Column: City loses ‘key component’ in Griesel


Courtney Griesel, Springfield’s economic development manager, can leave her post next month knowing she’s left the City in a better position than when she first walked onto the scene 15 years ago.

Economic development for a city of over 62,000 is a lot to unpack, and every day has been Moving Day for Griesel. She has been with the City of Springfield since 2006, leading critical economic and community development programs and projects. 

“It’s been a challenge every single day, but it’s been for a community that deserves it,” Griesel said at Monday’s council meeting. 

For many on council – and in my experience covering these meetings – Griesel was often the first person to touch base with for answers to lingering questions, connections or clarifications. Her seemingly infinite ability to break down confusing subjects and logistics was accompanied by a calming poise and professionalism that could be noted at any meeting. 

She’s taken a job in the private sector with Sierra Pacific Industries, a forest products company, where she will serve as its new Oregon community relations manager in January. There, Griesel will lead public engagement of SPI, including its affiliate, Seneca. 

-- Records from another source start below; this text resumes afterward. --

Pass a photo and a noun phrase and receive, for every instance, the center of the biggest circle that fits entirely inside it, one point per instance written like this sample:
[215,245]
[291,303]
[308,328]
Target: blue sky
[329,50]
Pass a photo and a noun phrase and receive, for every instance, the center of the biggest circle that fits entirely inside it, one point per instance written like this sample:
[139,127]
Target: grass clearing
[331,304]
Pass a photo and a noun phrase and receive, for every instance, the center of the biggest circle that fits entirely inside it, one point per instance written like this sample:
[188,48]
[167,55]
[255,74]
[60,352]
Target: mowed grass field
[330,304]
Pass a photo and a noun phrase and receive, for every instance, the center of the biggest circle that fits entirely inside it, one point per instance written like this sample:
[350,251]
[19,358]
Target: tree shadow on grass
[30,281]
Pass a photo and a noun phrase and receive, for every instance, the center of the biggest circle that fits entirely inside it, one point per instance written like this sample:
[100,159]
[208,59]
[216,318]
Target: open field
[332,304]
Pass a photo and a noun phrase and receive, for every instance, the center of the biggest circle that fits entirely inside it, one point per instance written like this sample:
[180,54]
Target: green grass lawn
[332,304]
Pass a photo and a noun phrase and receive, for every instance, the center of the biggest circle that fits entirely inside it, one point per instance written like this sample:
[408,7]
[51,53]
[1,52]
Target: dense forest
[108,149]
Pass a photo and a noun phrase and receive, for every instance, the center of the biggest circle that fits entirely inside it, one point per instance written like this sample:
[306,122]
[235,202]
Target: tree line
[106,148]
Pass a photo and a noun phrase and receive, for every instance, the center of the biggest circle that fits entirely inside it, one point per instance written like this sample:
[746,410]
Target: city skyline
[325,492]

The company, which boasts expertise in sustainable forest management and manufacturing innovation, has 450 crew-members, operates four sawmills in the county and manages 175,000 acres of privately-owned forestland in Western Oregon. 

If the company should have any doubt about her capabilities, it need not look any further than the testimony of her own colleagues. 

“It is rare to find a level of talent and dedication that Courtney delivers,” Springfield mayor Sean VanGordon said. “Over the last 15 years she’s played a leading role in Springfield’s most successful projects, and has volunteered to handle some of our most significant challenges.”

Courtney’s primary focus has been citywide economic development, business retention, expansion, recruitment, site development and public-private partnerships. 

“But that’s only part of her story,” VanGordon said, noting that she was also the author of Downtown Springfield’s Urban Renewal Plan – a “key component” to the resurgence of downtown. She was also a contributing author to the Glenwood Refinement Plan, a cornerstone to future development plans. 

Marilee Woodrow, city councilor and chair of the Springfield Economic Development Agency, commended Griesel for her role in helping to establish a firm foundation for SEDA before her departure. “Your legacy is there, and what we go forward and accomplish is a result of you creating that base,” she said.

“I say it often that Springfield is a place where amazing people are quietly doing really amazing things,” Griesel said. Despite her departure, she said her support is unwavering for the Springfield community. 

“I am Springfield’s loudest fan in the stands now,” Griesel said. “Someone will be loud on your behalf, because it’s just greatness ahead.” 

Erin Tierney is the executive editor of The Chronicle.